By Jeff Mullin, commentary
Christmas is just over 10 days away, so it is almost time to shift into high gear when it comes to gift-giving.
Of course, panic won’t really set in until Christmas Eve, just before the stores close. That’s when buying your mom a Red Bull, a lottery ticket and one of those evergreen car air fresheners from a local convenience store begins to look like a viable option.
But today, there is still time to consider the best gifts for all those on your Christmas list, as well as the worst.
Face it, there are people on your list you love, or really, really like, and some you merely tolerate.
How about that brother-in-law of yours who always raids your fridge, hogs your favorite chair and won’t turn loose of the TV remote whenever he comes to visit.
Then there’s dear old Aunt Sue, who never fails to point out that mole on your face that has the hair growing out of it, and insists on reminding you, and everyone else, of the fact you missed the high school prom because you split the seat of your tux pants on the way to pick up your date.
The Web site, stupid.com, has come up with its annual list of the 10 worst gifts of the holiday season, just for folks like these.
The list includes an underwear repair kit, consisting of a needle and thread, iron-on patches, safety pins, elastic for the waistband, duct tape and underwear white-out.
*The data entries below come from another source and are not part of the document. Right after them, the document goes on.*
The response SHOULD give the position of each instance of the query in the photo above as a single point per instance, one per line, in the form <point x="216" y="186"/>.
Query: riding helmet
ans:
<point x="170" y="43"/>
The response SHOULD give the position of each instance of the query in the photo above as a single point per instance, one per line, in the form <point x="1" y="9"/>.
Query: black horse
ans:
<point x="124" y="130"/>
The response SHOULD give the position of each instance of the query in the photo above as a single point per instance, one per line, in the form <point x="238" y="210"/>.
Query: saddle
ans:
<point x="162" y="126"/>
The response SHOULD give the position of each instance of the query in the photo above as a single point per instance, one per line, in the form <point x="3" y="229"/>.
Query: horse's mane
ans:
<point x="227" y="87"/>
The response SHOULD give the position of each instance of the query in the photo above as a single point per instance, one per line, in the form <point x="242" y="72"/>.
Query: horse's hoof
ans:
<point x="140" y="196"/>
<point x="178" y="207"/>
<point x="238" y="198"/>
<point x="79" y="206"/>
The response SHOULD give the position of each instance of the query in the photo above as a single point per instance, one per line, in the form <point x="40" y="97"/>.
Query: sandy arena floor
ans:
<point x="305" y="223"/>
There also is a fully illustrated 32-page instruction manual.
If the economy continues to tank, an underwear repair kit might just come in handy. Incidentally, stupid.com is sold out of this item, which either foreshadows great disappointment this Christmas morning, or a further economic downturn.
There is the 2009 Dog Poop calendar. Each month is graced by a photo of a spectacular landscape or beautiful scene, graced by a large pile of dog stuff. As an example, February’s pile of poo is heart-shaped. This gift stretches the concept of “it’s the thought that counts,” past its breaking point.
For the person who likes to multitask, there is the Potty Putter. It consists of a putting green that fits around the toilet, a cup, a flag, a special putter and two golf balls. As an added bonus, there is an “occupied” sign to hang on the bathroom door in case you decide to play the back nine.
If you prefer something only slightly more tasteful, and in no way connected to excrement, there is the Pole Dancer Alarm Clock. When the alarm sounds, dance music plays while the buxom blonde dancer on top of the clock gyrates around her poll under a spinning disco ball. Tips are optional.
For the political buff there is the Barack Obama Yes We Can Opener. It’s just a standard “church key,” can and bottle opener bearing a likeness of the president-elect. At $5.99, it is bound to not only open your cans and bottles, but help stimulate the economy, as well.
Speaking of which, there also is the Wealth Distribution Christmas Tree Ornament, a note from Barack Obama and Joe Biden informing the owner their holiday ornament has been redistributed to someone else who, for whatever reason, didn’t get one.
The rest of the list consists of too hot to chew wasabi gumballs, a hand cramp-inducing miniature Guitar Hero game and a tie decorated with step by step instructions on how to tie a tie.
Gifts are supposed to be given in the spirit of love. For anyone receiving one of these gifts this Christmas, a four-letter word will likely spring to mind, but it most definitely won’t be love.
Mullin is senior writer of the News & Eagle.